Among the upregulated miRNAs in MASLD, there is miR-33, which is one of the microRNAs responsible for cholesterol and fatty acid metabolism. It targets the cholesterol efflux regulatory proteins ATP-binding cassette transporter A1 (ABCA1) and ATP-binding cassette subfamily G member 1 (ABCG1) and regulates β-oxidation via Carnitine Palmitoyltransferase 1A (CPT1A) and adenosine monophosphate-activated protein kinase α (AMPKα) modulation. Literature data suggest that this microRNA is also connected with the development of atherosclerosis, cardiovascular diseases, and obesity, which contribute to worsen the general outcome of MASLD patients [40].
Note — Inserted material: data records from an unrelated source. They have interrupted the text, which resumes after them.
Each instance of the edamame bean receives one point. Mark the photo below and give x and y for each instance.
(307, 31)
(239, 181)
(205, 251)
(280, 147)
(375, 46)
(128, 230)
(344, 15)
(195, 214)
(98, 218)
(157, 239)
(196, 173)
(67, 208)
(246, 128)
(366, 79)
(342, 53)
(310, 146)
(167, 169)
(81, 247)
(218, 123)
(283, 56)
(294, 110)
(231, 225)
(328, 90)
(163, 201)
Studies on hepatic miRNAs in MASLD, applying microarrays technique on liver biopsies, identified specific miRNAs for MASH, with some of them upregulated (miR-224, miR-34a, miR-200a, miR-146, miR-222), while others are downregulated (miR-617, miR-641, miR-198, miR-765 and miR-601). While miR-26a appears downregulated in MASLD due to the chronic inflammatory stress, miR-378—which promotes hepatic inflammation via the NF-κB/Tumor Necrosis Factor alpha (TNF-α) signaling—and miR-144—which impairs antioxidant response to lipid accumulation via nuclear factor erythroid 2-related factor—are overexpressed in MASH [48,49,50]. A single study examinates the differences in miRNA expression across the entire spectrum of MASLD, from simple steatosis to F3–F4 fibrosis, despite the small number of patients. According to this research, miR-375 expression was downregulated in cirrhosis vs. NASH, while three miRNAs’ levels gradually increase (miR-301a-3p and miR-34a-5p) or decrease (miR-375) in the progression from MASLD to cirrhosis [13].
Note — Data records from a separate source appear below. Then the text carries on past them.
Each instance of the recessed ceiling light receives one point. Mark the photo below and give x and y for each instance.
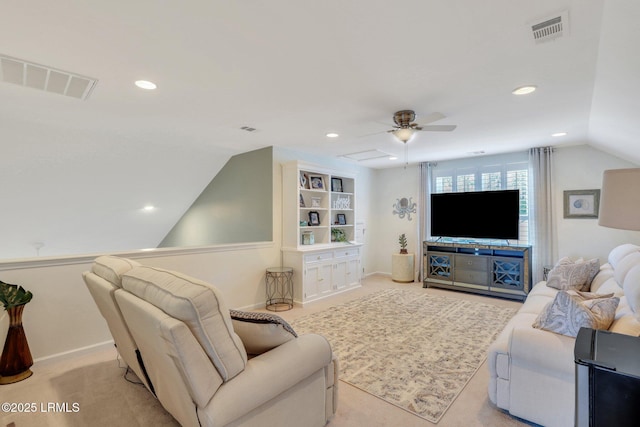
(144, 84)
(524, 90)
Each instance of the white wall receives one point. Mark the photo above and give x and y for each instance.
(389, 186)
(581, 168)
(576, 168)
(62, 317)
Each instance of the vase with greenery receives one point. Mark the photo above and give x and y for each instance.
(403, 243)
(16, 357)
Interestingly, some miRNAs present a specific activity both inside and outside the liver determining MASLD progression and energy metabolism impairment. In murine models, miRNAs seem to be involved in the communication between inflammatory cell and hepatocyte, but also between adipose tissue, skeletal muscle and hepatocyte, impairing lipid storage and metabolic balance beyond the liver. Among microRNAs mostly involved into metabolic dysregulation, miR-122, miR-192 and miR-375 must be mentioned. Specifically, miR-192 promotes the activation of myofibroblast targeting Peroxisome proliferator-activated receptor gamma (PPARγ), activates the hepatic stellate cells in response to lipotoxicity, promotes the expression of cytokines and facilitates the activation of M1 macrophages, especially in MASH models.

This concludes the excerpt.